Política Nacional · 2026-09-01 · Redação Notícia ES

Governo prevê zerar imposto de exportação sobre petróleo em 2027 após cobrança temporária

Planejamento afirma que cenário-base do Orçamento considera normalização do mercado internacional e fim da cobrança criada em meio à volatilidade do petróleo.

Governo prevê zerar imposto de exportação sobre petróleo em 2027 após cobrança temporária
Governo prevê zerar imposto de exportação sobre petróleo em 2027 após cobrança temporária

O governo federal trabalha com a previsão de que o imposto de exportação sobre petróleo esteja zerado em 2027. A informação foi apresentada pelo ministro do Planejamento e Orçamento, Bruno Moretti, durante a divulgação do Projeto de Lei Orçamentária Anual do próximo ano, na noite de segunda-feira (31).

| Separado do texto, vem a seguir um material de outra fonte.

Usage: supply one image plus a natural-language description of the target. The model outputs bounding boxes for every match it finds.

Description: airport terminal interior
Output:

A projeção parte da avaliação de que o mercado internacional de energia tende a se normalizar depois das fortes oscilações provocadas por conflitos no Oriente Médio. O cenário-base usado pela equipe econômica também reduziu a estimativa para o preço médio do barril Brent em 2026, que passou de US$ 91,25 para US$ 79,16.

Tributo foi usado como instrumento temporário

O imposto de exportação sobre petróleo foi tratado pelo governo como uma medida de caráter conjuntural, adotada num ambiente de forte volatilidade de preços e preocupação com abastecimento e receitas públicas. Ao projetar alíquota zero em 2027, o Executivo sinaliza que não considera a cobrança uma fonte permanente de arrecadação.

Essa diferença é importante para a leitura do Orçamento. Receitas temporárias podem ajudar o resultado fiscal de um determinado exercício, mas não resolvem desequilíbrios estruturais se não forem acompanhadas por receitas recorrentes ou controle de despesas.

Preço do petróleo influencia arrecadação e investimentos

A cotação internacional do petróleo afeta royalties, participações governamentais, receitas tributárias e decisões de investimento de empresas do setor. Também influencia preços de combustíveis, balança comercial e planejamento de estados e municípios produtores. No Espírito Santo, onde a indústria de óleo e gás mantém peso relevante na economia, mudanças nas projeções do barril têm repercussão direta sobre expectativas de receita.

O governo reconhece que qualquer estimativa para 2027 está sujeita a revisão. Uma nova escalada militar, cortes de produção por países exportadores ou desaceleração econômica global podem alterar rapidamente preços e, por consequência, a base usada na peça orçamentária.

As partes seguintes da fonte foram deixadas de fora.